Venango County invested in new voting machines, first used in the November 2019 election. They have since added new technology—electronic poll books.  When voting in person, you will electronically sign the book. Jamie explains that this will be much more efficient in tracking who has voted and coordinating with any mail-in activity. Sabrina adds that all of these tools are extremely secure.
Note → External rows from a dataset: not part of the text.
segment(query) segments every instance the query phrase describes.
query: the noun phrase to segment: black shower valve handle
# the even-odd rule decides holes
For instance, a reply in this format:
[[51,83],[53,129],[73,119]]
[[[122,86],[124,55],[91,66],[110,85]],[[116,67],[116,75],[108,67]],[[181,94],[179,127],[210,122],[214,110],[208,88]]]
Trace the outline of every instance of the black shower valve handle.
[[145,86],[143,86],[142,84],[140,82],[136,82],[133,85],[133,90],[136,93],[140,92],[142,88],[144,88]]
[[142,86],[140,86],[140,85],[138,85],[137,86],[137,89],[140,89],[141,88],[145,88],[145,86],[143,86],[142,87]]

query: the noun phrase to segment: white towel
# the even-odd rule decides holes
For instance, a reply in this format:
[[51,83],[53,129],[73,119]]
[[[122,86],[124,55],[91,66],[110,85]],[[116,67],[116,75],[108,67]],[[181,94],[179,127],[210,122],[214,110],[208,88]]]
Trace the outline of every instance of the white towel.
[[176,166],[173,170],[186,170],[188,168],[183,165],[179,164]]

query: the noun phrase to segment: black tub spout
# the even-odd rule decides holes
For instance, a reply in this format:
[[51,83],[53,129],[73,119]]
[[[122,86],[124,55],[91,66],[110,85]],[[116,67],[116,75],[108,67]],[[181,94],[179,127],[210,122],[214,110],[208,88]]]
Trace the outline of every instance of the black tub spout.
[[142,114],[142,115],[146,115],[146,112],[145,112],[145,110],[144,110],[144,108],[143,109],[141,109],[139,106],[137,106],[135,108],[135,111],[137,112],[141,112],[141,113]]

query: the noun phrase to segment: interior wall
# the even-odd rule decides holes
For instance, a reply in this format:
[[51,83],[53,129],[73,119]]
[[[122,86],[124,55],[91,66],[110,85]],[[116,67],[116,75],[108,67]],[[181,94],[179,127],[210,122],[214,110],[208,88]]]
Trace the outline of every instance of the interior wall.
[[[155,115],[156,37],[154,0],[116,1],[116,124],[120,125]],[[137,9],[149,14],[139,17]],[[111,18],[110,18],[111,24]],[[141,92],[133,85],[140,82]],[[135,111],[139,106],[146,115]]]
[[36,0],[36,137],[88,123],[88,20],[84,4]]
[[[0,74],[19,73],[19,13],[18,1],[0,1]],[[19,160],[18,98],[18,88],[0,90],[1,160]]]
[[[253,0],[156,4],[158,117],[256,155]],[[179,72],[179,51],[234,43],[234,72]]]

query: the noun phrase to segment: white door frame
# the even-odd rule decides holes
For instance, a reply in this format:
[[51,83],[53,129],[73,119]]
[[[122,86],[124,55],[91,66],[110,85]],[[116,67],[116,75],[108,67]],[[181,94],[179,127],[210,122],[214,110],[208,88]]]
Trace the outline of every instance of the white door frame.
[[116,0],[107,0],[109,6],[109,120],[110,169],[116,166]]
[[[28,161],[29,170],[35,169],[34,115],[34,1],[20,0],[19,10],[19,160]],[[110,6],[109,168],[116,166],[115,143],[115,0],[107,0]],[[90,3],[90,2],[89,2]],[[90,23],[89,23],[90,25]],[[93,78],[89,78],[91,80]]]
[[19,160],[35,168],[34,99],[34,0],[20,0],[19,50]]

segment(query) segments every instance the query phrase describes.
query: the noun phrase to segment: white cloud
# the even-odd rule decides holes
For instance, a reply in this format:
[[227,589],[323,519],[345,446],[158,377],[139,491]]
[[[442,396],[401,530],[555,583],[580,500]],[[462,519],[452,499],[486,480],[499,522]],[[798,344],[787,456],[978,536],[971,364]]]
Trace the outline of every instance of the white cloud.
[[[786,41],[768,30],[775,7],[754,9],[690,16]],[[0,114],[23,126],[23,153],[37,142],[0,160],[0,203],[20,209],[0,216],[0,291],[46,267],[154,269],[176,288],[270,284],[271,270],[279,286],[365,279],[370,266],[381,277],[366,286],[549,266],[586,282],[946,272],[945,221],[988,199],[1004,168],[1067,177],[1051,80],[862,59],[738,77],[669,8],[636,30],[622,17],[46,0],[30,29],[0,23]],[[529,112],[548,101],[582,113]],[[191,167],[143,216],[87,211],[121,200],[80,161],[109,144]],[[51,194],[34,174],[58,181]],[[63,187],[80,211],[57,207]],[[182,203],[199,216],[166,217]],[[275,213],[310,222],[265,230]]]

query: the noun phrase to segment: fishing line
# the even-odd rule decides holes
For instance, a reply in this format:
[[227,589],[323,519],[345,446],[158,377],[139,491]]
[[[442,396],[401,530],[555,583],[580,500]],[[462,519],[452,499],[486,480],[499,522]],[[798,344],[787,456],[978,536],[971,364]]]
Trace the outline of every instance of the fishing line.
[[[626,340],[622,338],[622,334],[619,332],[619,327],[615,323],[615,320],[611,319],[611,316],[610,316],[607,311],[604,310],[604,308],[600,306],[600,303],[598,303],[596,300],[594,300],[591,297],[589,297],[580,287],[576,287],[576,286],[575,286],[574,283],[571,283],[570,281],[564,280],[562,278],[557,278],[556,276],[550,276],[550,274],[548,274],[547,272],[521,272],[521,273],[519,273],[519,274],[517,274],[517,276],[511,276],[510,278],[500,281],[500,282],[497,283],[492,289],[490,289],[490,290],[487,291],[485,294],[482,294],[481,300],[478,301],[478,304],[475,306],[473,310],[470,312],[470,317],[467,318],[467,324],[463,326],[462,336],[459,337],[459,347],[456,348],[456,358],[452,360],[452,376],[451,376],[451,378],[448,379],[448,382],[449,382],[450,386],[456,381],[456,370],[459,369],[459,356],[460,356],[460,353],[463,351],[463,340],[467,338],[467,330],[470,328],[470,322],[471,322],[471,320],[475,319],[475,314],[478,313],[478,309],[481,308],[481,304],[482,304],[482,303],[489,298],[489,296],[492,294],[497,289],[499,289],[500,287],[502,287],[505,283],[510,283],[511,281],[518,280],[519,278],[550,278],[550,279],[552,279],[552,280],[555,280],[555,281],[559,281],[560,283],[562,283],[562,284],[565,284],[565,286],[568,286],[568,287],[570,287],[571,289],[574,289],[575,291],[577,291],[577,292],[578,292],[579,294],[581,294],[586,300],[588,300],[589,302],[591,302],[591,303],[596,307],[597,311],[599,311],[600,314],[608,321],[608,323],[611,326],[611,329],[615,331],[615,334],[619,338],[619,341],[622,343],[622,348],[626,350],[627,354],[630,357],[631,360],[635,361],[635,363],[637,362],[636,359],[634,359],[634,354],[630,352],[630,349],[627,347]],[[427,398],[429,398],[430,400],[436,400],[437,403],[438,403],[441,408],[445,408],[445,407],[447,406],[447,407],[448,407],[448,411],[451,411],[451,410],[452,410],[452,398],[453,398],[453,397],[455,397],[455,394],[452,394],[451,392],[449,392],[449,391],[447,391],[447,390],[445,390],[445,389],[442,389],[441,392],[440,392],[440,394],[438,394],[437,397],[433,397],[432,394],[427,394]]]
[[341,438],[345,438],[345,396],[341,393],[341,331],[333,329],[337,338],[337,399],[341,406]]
County staff and poll workers have received extensive training and have many controls in place to protect the integrity of your vote.

Sabrina and Jamie admit that the work created by the mail-in vote is significant, especially with the expected 12,000 mailed ballots (approximately half of Venango Counties registered voters) they expect in the November election.  But they are genuinely emphatic that every vote counts and the priority is on making it possible for each and every voter to be able to participate in the electoral process.
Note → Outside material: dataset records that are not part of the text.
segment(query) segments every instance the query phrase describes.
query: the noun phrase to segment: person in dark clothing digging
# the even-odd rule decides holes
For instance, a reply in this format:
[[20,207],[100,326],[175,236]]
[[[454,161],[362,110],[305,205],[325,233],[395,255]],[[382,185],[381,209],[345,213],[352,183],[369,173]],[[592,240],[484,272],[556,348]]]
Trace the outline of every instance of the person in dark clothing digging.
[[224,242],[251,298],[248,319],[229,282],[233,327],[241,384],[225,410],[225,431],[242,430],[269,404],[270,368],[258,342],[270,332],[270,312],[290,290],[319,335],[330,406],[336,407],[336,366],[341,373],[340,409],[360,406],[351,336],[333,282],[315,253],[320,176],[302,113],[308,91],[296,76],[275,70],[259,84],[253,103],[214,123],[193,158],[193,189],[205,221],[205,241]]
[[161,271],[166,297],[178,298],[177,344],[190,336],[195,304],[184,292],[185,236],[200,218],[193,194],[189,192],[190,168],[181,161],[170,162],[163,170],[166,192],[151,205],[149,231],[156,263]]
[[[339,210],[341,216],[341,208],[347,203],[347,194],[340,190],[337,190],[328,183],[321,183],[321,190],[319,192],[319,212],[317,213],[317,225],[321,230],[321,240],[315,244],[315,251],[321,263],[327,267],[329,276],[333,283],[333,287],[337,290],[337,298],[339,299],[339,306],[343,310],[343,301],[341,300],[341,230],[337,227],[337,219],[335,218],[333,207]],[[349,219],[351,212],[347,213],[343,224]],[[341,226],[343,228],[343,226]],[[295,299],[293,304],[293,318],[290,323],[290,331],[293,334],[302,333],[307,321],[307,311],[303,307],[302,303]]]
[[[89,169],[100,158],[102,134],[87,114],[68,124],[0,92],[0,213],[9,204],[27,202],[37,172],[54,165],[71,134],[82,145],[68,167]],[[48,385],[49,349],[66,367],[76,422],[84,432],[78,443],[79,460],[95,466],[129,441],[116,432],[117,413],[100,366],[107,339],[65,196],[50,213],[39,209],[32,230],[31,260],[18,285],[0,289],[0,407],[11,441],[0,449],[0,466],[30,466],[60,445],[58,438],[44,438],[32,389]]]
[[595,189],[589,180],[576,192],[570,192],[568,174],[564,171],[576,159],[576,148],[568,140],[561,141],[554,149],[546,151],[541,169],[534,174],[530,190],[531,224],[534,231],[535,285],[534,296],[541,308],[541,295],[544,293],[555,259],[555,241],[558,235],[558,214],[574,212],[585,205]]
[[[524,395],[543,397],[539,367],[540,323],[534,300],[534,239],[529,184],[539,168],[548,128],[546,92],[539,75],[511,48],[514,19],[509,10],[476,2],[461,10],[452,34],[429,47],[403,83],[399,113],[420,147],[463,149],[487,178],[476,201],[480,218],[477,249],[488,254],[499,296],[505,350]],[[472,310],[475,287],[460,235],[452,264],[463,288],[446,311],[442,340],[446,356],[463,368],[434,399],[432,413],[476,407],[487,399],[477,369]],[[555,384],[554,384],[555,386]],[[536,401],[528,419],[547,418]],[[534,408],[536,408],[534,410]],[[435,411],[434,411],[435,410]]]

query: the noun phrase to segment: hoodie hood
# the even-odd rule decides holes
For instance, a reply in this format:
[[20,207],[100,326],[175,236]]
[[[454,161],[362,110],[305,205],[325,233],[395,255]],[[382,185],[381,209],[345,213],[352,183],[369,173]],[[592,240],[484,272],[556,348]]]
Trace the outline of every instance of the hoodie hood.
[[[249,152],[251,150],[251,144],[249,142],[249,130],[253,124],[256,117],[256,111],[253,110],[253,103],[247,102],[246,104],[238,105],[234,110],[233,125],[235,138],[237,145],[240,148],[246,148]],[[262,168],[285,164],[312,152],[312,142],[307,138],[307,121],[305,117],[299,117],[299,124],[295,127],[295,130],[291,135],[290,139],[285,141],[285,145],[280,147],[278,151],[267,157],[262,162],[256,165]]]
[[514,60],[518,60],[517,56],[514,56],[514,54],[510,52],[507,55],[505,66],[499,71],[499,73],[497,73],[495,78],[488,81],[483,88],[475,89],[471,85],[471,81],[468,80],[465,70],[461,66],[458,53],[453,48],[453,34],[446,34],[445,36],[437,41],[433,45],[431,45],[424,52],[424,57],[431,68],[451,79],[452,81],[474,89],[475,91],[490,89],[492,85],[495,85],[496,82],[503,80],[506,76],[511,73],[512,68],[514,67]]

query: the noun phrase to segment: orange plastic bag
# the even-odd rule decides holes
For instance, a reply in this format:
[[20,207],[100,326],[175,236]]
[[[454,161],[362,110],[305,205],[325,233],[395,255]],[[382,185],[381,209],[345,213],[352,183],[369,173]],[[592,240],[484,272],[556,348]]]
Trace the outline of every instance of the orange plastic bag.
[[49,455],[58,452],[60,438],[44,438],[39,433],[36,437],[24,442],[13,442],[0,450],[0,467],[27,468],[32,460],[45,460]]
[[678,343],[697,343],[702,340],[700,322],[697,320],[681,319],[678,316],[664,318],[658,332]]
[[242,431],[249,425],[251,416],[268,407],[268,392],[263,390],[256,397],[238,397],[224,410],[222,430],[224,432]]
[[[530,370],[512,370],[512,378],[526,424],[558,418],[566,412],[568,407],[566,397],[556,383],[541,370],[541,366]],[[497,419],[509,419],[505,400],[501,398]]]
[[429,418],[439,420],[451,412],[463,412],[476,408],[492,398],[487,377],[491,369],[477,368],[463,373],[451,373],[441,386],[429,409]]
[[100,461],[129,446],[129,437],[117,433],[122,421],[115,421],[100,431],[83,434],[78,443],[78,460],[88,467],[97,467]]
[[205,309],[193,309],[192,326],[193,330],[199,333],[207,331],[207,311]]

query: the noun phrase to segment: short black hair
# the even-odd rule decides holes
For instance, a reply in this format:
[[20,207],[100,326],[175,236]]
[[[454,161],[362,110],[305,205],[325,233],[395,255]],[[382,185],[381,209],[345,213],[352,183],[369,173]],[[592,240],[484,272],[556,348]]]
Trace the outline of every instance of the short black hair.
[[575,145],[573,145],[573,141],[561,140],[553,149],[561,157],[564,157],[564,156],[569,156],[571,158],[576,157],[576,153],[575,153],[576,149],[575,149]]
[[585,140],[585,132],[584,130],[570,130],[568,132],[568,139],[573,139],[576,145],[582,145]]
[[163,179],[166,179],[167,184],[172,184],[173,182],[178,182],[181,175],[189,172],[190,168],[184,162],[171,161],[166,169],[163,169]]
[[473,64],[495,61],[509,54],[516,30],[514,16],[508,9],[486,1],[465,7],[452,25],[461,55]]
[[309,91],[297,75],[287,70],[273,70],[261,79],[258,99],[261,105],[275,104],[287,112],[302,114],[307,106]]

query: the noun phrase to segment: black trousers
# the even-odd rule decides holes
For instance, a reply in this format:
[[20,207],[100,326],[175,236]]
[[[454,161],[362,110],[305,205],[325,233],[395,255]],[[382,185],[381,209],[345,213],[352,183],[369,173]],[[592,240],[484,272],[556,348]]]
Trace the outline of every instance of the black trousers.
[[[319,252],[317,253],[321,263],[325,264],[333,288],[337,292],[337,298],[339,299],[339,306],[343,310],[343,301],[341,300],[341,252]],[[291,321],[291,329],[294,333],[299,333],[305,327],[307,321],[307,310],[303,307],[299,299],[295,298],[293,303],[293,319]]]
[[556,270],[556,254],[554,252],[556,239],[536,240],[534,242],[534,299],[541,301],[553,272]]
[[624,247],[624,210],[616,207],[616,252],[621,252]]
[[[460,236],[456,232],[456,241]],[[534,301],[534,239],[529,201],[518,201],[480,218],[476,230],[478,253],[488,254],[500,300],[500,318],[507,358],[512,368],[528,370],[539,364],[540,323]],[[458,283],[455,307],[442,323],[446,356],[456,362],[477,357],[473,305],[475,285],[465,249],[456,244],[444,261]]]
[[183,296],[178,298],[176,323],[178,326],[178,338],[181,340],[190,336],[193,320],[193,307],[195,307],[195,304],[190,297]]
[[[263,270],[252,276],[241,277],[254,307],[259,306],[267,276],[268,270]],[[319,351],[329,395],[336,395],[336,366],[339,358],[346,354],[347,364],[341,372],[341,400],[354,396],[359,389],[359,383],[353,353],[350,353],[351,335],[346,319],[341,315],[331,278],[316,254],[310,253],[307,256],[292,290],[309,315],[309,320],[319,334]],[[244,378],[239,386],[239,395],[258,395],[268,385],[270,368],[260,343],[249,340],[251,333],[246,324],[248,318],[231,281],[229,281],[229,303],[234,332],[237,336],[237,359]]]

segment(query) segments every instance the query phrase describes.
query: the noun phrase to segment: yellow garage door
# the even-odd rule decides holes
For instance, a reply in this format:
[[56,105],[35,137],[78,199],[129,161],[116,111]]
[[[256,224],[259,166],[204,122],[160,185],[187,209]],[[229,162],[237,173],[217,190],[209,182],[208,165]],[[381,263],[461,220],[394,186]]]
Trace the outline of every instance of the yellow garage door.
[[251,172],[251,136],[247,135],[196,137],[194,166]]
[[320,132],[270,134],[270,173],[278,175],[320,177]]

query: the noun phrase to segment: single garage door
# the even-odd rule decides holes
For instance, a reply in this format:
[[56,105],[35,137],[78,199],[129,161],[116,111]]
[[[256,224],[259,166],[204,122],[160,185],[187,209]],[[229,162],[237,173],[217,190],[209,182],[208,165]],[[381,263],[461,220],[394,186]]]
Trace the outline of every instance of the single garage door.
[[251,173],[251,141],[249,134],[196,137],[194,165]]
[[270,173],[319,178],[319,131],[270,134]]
To further explain the security of voting, the commissioners explain that the voting machines are in no way connected to the internet.  The process of collecting and protecting the votes is carefully secured.
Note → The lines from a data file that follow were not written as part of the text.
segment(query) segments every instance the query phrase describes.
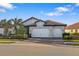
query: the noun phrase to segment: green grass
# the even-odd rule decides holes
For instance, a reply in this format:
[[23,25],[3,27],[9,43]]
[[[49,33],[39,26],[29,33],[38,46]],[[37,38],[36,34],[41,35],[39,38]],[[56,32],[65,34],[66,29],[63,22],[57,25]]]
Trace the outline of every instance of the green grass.
[[79,42],[79,39],[65,39],[64,42]]
[[10,39],[0,39],[0,44],[10,44],[10,43],[15,43],[15,41]]

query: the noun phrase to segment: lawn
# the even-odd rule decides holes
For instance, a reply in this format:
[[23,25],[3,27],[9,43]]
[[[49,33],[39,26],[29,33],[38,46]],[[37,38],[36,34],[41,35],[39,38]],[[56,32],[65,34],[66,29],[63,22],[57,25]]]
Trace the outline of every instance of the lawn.
[[79,42],[79,39],[65,39],[64,42]]
[[10,43],[15,43],[15,41],[11,39],[0,39],[0,44],[10,44]]

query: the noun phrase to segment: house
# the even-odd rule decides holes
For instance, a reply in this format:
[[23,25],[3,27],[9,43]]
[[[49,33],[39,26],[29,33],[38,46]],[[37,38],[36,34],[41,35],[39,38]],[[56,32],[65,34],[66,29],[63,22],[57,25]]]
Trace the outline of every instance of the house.
[[66,33],[79,33],[79,22],[65,27]]
[[64,27],[66,24],[31,17],[23,22],[24,26],[27,29],[29,37],[53,37],[53,38],[62,38],[64,33]]

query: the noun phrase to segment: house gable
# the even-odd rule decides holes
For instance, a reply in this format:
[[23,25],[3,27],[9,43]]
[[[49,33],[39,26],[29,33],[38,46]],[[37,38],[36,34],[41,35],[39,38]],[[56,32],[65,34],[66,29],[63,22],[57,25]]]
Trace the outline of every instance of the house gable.
[[31,18],[25,20],[25,21],[23,22],[23,24],[24,24],[24,26],[32,25],[32,24],[34,24],[36,21],[37,21],[36,18],[31,17]]

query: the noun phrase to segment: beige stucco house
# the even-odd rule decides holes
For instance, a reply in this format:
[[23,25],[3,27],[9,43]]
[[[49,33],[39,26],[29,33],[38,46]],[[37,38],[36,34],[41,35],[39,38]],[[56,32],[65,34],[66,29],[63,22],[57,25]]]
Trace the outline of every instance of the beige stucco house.
[[79,33],[79,22],[65,27],[66,33]]
[[24,26],[28,28],[29,37],[53,37],[53,38],[62,38],[64,33],[64,27],[66,24],[31,17],[23,22]]

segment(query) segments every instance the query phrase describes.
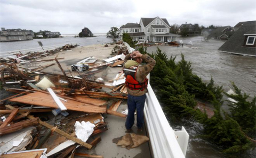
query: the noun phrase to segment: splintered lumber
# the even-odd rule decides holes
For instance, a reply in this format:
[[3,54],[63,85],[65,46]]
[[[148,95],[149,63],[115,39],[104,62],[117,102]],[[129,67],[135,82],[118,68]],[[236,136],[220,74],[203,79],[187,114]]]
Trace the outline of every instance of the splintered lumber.
[[[43,126],[44,126],[44,127],[47,127],[49,129],[52,129],[53,128],[55,128],[54,126],[52,126],[51,125],[49,125],[46,122],[43,122],[40,120],[38,120],[38,122],[40,124],[42,125]],[[70,135],[62,131],[61,130],[59,129],[59,128],[56,128],[56,129],[55,129],[54,130],[55,132],[56,132],[57,133],[58,133],[63,136],[65,136],[65,137],[66,137],[67,138],[69,139],[70,139],[81,145],[83,145],[83,146],[89,148],[89,149],[90,149],[92,148],[92,145],[85,143],[85,142],[84,142],[83,141],[82,141],[81,139],[77,138],[76,138],[75,137],[73,137],[72,136],[71,136]]]
[[[50,112],[52,111],[53,109],[52,108],[49,108],[49,109],[45,109],[45,108],[42,108],[42,109],[21,109],[19,110],[20,112]],[[12,112],[12,110],[0,110],[0,113],[3,114],[3,113],[10,113]]]
[[[8,106],[5,106],[6,108],[10,109],[14,109],[14,108],[10,106],[10,105],[8,105]],[[22,113],[22,112],[19,112],[20,113]],[[31,115],[28,115],[27,117],[30,119],[35,119],[35,117],[34,117],[34,116],[31,116]],[[41,124],[42,125],[44,126],[44,127],[46,127],[46,128],[48,128],[50,129],[52,129],[53,128],[55,128],[55,130],[54,130],[54,132],[56,132],[58,134],[60,134],[62,136],[63,136],[64,137],[66,137],[67,138],[69,139],[70,139],[75,142],[76,142],[76,143],[78,144],[80,144],[81,145],[82,145],[83,146],[84,146],[89,149],[90,149],[92,148],[92,145],[86,143],[85,143],[83,141],[82,141],[81,139],[78,139],[78,138],[77,138],[76,137],[74,137],[74,136],[72,136],[71,135],[65,133],[65,131],[62,131],[61,130],[59,129],[59,128],[56,128],[56,127],[54,127],[53,126],[52,126],[50,124],[48,124],[47,123],[45,122],[43,122],[42,121],[41,121],[39,118],[38,119],[38,122],[40,124]]]
[[84,157],[87,157],[103,158],[102,156],[92,155],[89,155],[88,154],[84,154],[84,153],[75,153],[75,155],[80,156],[84,156]]
[[[73,90],[70,89],[60,89],[57,87],[52,87],[54,90],[62,90],[63,92],[65,92],[69,94],[86,94],[93,98],[120,98],[120,99],[127,99],[127,96],[123,96],[119,93],[113,93],[115,95],[112,96],[111,95],[106,94],[104,92],[93,92],[89,91],[84,91],[79,90]],[[72,92],[72,93],[70,93]]]
[[68,147],[68,148],[65,149],[64,152],[62,153],[59,156],[58,156],[57,158],[66,157],[76,148],[77,146],[77,145],[75,144]]
[[10,115],[8,116],[7,119],[4,121],[4,122],[2,124],[2,125],[0,126],[1,128],[4,128],[6,127],[10,122],[12,121],[12,120],[14,118],[16,114],[17,114],[18,111],[19,111],[19,109],[14,109],[12,113],[11,113]]
[[112,64],[112,65],[111,65],[111,67],[115,67],[118,65],[123,64],[124,63],[124,60],[116,62],[113,64]]
[[125,117],[126,117],[126,115],[125,115],[125,114],[121,113],[120,112],[116,112],[116,111],[112,111],[112,110],[109,110],[109,109],[107,109],[107,113],[108,113],[108,114],[115,115],[116,116],[119,116],[119,117],[121,117],[125,118]]
[[[99,107],[89,104],[85,104],[78,101],[65,98],[68,102],[61,101],[68,110],[83,111],[85,112],[106,113],[106,107]],[[25,95],[15,98],[9,100],[29,104],[37,105],[39,106],[47,107],[53,108],[58,108],[52,96],[47,93],[37,92]]]
[[12,96],[10,96],[10,97],[8,97],[8,98],[7,98],[2,99],[2,100],[0,100],[0,102],[2,102],[2,101],[5,101],[5,100],[8,100],[8,99],[10,99],[14,98],[14,97],[15,97],[15,96],[19,96],[19,95],[21,95],[21,94],[22,94],[26,93],[27,93],[27,92],[29,92],[29,91],[25,91],[25,92],[22,92],[22,93],[21,93],[16,94],[16,95],[12,95]]
[[117,109],[118,108],[119,106],[121,104],[122,100],[118,100],[117,102],[114,102],[110,107],[109,110],[116,111]]
[[43,154],[44,150],[37,151],[25,151],[14,153],[7,153],[1,155],[1,158],[40,158]]
[[90,143],[92,146],[95,146],[99,142],[101,141],[101,138],[100,136],[98,136],[96,138],[95,138],[92,142]]
[[23,121],[0,128],[0,136],[13,133],[25,127],[34,126],[38,124],[38,118],[34,118],[33,119],[27,120]]
[[55,94],[54,92],[53,92],[53,91],[50,88],[47,89],[47,90],[49,92],[50,94],[51,94],[52,98],[57,104],[59,108],[61,109],[61,110],[67,110],[67,108],[66,108],[65,106],[64,106],[64,104],[60,101],[60,99],[58,98],[56,94]]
There are many ways for the public to be involved, besides just casting a vote. Community members serve as poll workers and, while there are currently a sufficient number of volunteers, the County is always enthusiastic to train additional workers.  The commitment of a poll worker includes a two hour training and then Election Day, from 6 a.m. until 8:30 p.m., with no option to leave the polling location.

Jamie and Sabrina with County Commissioners Mike Dulaney and Chip Abramovic

Sabrina offered a few reminders to voters, including that all 44 precincts will be opened for in-person voting.  Those who chose to take their mail-in votes to the County in-person may only drop off their own ballot.

She assured us that they are well prepared to handle Venango County’s ballots, even anticipating the increased number of voters, the mailed in ballots and the process of resolving provisional votes (those that may require verification to assure a single, verified ballot has been cast).

Susan Williams remarks: “I left our meeting feeling very confident that our Commissioners and County staff are prepared for November 3rd and that my vote will be handled appropriately. We are fortunate to have the opportunity to cast a vote and I encourage our business community to support and encourage employees to participate in the election.”

Business for America (BFA), as part of the nonpartisan VoteSafe coalition, provides  suggestions for how businesses can support elections:

  • Employee volunteers: Poll workers and ballot preparation.
  • Facilities and logistics: Polling places in empty offices or warehouses, fleet vehicles for ballot pickup, ballot dropboxes on company property (all set for Nov. 2020)
  • Tech: Pro bono election technology and cybersecurity assistance.
  • Communications: Voter guides, social media content, public service announcements.

Sabrina confirms that the most helpful of these, at this time, would be sharing information. Venango County is very prepared for the November election, but willing volunteers are always appreciated, especially in planning for future elections.